Ma oggi mi rendo conto che forse il problema militare non è nemmeno il più grave. La nuova frontiera del potere non è fatta solo di eserciti, portaerei e missili: è fatta di intelligenza artificiale, potenza di calcolo, dati, semiconduttori, cloud e infrastrutture digitali. E su questo terreno l’Europa appare ancora più fragile.

Non è che in Europa non esista nulla. Esistono aziende, competenze, ricerca, progetti pubblici e qualche tentativo importante, come Mistral. Però la sensazione è che manchi la scala. Manca un ecosistema paragonabile a quello americano o cinese. Manca la capacità di trasformare ricerca, capitali, energia, infrastrutture e mercato in una vera potenza tecnologica autonoma.

Il caso dei modelli di intelligenza artificiale americani limitati o bloccati per ragioni di sicurezza nazionale mi sembra un campanello d’allarme enorme. Ci ricorda una cosa semplice: se l’infrastruttura non è tua, se i modelli non sono tuoi, se il cloud non è tuo, allora la tua sovranità è condizionata dalle decisioni di qualcun altro.

Per anni abbiamo consegnato dati, comunicazioni, pubblicità, software e infrastrutture digitali a poche grandi aziende americane. Oggi scopriamo che non si trattava solo di comodità: si trattava di potere.

Ieri non avevamo un Google europeo, non avevamo un Instagram europeo, non avevamo un vero cloud europeo dominante. Già allora non era una mancanza banale. Ma oggi il salto è ancora più difficile, perché addestrare e far funzionare sistemi di intelligenza artificiale avanzati richiede capitali enormi, energia, chip, data center, talenti e una capacità industriale che non si improvvisa.

La domanda quindi è: come colmeremo questo divario? Possiamo davvero parlare di autonomia europea se dipendiamo dagli Stati Uniti per la difesa, dal cloud americano per i nostri dati, dai chip asiatici o americani per l’intelligenza artificiale e dalle piattaforme straniere per comunicare, vendere, informarci e lavorare?
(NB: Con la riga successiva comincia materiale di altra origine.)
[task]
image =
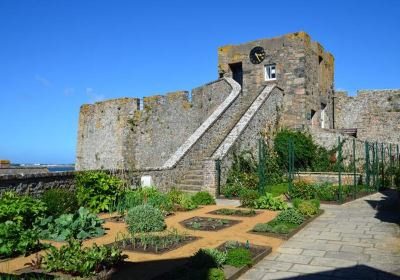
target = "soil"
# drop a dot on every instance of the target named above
(128, 246)
(286, 236)
(137, 260)
(208, 223)
(186, 272)
(237, 213)
(347, 199)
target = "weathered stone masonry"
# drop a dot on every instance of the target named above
(176, 139)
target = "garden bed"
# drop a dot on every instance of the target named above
(208, 224)
(257, 253)
(293, 229)
(234, 212)
(156, 247)
(348, 198)
(34, 273)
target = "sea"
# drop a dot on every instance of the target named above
(61, 168)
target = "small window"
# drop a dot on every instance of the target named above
(270, 72)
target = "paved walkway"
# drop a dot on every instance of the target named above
(357, 240)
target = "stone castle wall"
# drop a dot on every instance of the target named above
(375, 114)
(304, 72)
(118, 134)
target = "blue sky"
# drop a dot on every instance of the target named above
(57, 55)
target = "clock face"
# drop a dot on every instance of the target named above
(257, 55)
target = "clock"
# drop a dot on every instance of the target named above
(257, 55)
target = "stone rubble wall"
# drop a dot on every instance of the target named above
(375, 114)
(306, 81)
(36, 184)
(262, 124)
(119, 134)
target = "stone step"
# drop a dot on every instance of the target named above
(188, 187)
(195, 172)
(192, 182)
(193, 176)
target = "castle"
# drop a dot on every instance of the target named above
(181, 138)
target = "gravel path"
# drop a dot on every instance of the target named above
(357, 240)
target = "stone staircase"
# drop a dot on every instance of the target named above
(192, 181)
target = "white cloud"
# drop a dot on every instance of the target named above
(42, 80)
(93, 96)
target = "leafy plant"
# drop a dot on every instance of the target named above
(307, 209)
(238, 257)
(98, 190)
(80, 225)
(175, 195)
(230, 191)
(216, 274)
(218, 256)
(60, 201)
(326, 192)
(235, 212)
(248, 197)
(17, 240)
(145, 218)
(303, 189)
(186, 203)
(274, 227)
(21, 209)
(290, 215)
(78, 261)
(269, 202)
(156, 241)
(203, 198)
(201, 260)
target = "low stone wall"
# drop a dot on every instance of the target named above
(36, 184)
(329, 177)
(15, 170)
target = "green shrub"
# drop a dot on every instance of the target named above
(290, 215)
(80, 225)
(297, 201)
(216, 274)
(218, 256)
(202, 260)
(186, 203)
(238, 257)
(302, 189)
(78, 261)
(262, 227)
(203, 198)
(150, 195)
(60, 201)
(304, 148)
(274, 227)
(397, 178)
(248, 197)
(174, 195)
(21, 209)
(307, 209)
(17, 240)
(145, 218)
(98, 190)
(326, 192)
(230, 191)
(269, 202)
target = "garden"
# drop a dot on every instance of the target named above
(102, 229)
(105, 230)
(294, 166)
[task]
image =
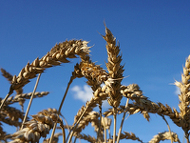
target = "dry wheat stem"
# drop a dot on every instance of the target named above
(7, 96)
(59, 111)
(123, 118)
(30, 102)
(9, 77)
(21, 97)
(100, 113)
(87, 138)
(105, 122)
(78, 121)
(184, 98)
(131, 136)
(116, 72)
(55, 138)
(168, 128)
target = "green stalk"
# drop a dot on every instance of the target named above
(59, 111)
(30, 102)
(168, 128)
(121, 126)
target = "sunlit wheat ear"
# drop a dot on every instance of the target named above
(57, 55)
(114, 67)
(164, 136)
(38, 127)
(93, 73)
(82, 113)
(12, 113)
(131, 136)
(184, 97)
(9, 121)
(55, 138)
(9, 77)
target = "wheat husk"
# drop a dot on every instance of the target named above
(56, 56)
(184, 97)
(38, 127)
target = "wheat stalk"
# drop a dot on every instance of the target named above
(184, 98)
(38, 127)
(131, 136)
(164, 136)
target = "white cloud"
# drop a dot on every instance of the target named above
(85, 94)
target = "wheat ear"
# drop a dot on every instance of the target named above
(56, 56)
(184, 97)
(164, 136)
(30, 102)
(115, 71)
(61, 104)
(38, 127)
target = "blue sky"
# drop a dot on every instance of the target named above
(154, 42)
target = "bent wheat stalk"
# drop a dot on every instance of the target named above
(30, 102)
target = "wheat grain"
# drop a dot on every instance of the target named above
(38, 127)
(184, 97)
(114, 68)
(55, 138)
(56, 56)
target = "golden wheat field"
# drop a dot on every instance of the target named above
(94, 71)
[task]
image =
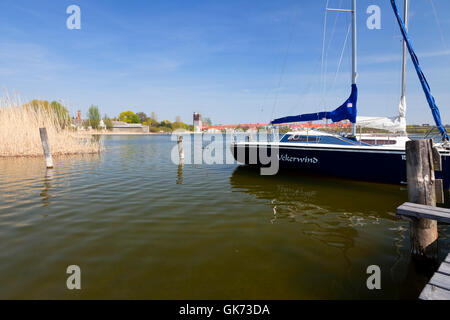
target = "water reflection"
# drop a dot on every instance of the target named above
(330, 211)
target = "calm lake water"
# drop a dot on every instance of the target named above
(141, 227)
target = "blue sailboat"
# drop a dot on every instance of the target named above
(368, 158)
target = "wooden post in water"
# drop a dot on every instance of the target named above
(421, 190)
(180, 149)
(46, 148)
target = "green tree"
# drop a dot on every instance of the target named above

Non sto dicendo che gli Stati Uniti siano “i cattivi” o che la Cina sia un modello da seguire. La democrazia resta per me un punto fermo. Ma non credo più che basti appartenere al blocco occidentale per sentirsi automaticamente al sicuro. Gli interessi americani sono, prima di tutto, interessi americani.

Il vero problema europeo non è l’assenza totale di capacità: è l’incapacità cronica di trasformare capacità sparse in potere geopolitico, industriale e tecnologico.

E se l’Europa non ricostruisce una propria capacità tecnologica, industriale e militare, continuerà a essere un grande mercato, ma non una vera potenza.